For those of you who are just joining us, here is the shorter version of Julia's cancer journey. There is much more in the archive links on the side of the blog, beginning on March 25th, 2009.
We had just potty trained her and she came down with a UTI (her first). Her symptoms were classic and the antibiotics brought swift relief. The pediatrician wanted her to have an ultrasound and VCUG study to make sure there were no problems. This is not common practice until several UTIs, but the doctor requested it anyway. I was hesitant to subject her to the tests, that were likely unnecessary. A week later the UTI remained. I had my answer. God wanted her to have these scans. I made arrangements to send Carter with friends and took Julia to our local hospital. We planned to rejoin them for lunch at Chickfila.
The tech started her ultrasound while Julia lay on the table chatting. She lingered a long time on the left side and then went out to get another tech. They both looked again. They took us out in the waiting room and told us to head back across the street to the pediatrician's office- she didn't need the other scan. I knew something was very wrong, but had no idea what it could be.
We sat in the exam room at our pediatrician's office. He came in and sat down and began to calmly talk. "When they did the ultrasound they found a tumor. Julia has cancer and we've called to get her a room on the 9th floor at Brenner's Children's Hospital. Go home and pack a bag, pick up her scans from the hospital, and head to Brenners. Her oncologist is waiting in her room." The world began to spin around me. I scooped her up, carried her out, and put her in her car seat. Then I stood in the rain as the hot tears poured down my face for what I knew my girl was about to go through.
I called my husband, my parents, and my friends and let everyone know what had happened. I had an indescribable peace in the midst of it all. My tears were not out of panic or fear. I was just so sad for all that lay ahead for our sweet little girl.
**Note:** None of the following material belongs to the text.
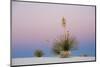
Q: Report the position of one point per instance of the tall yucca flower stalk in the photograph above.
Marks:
(64, 45)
Then I frantically packed for our admission to the hospital, while Billy fed her lunch and tried to act like everything was normal.
An hour later we walked in to Brenner's and were taken right to her room where Dr. Wofford (her pediatric oncologist) was waiting for us. She was looking at the scans and giving us the options. They still weren't sure completely what they were visualizing and wanted to get a better look with their own ultrasound. They suggested it could be an extra spleen or something else out of the ordinary. They repeated the scan and determined it definitely was a 7cm tumor on the kidney. (We were not told at that time that kidney tumors are never benign.) In two hours our world had completely been turned upside down. But as the world was spinning around us, God was holding us safely in the palm of His hand through it all.
The next day Julia was sedated for a CT scan to check for tumor growth in her chest, abdomen, and pelvis. The tumor was contained to her kidney and she was scheduled for surgery the next day.
She was in surgery for 7 hours as Dr. Pranikoff removed her kidney, the tumor, the ureter, the adrenal gland, the surrounding lymph nodes, and explored her abdomen for any spread. They sent the tumor to pathology where it was determined to be cancerous and a portacath was installed in her chest for chemotherapy. We finally were able to see her at 8:00pm and she was later taken up to the PICU with 2 IVs, an arterial line, NG tube, catheter, and portacath.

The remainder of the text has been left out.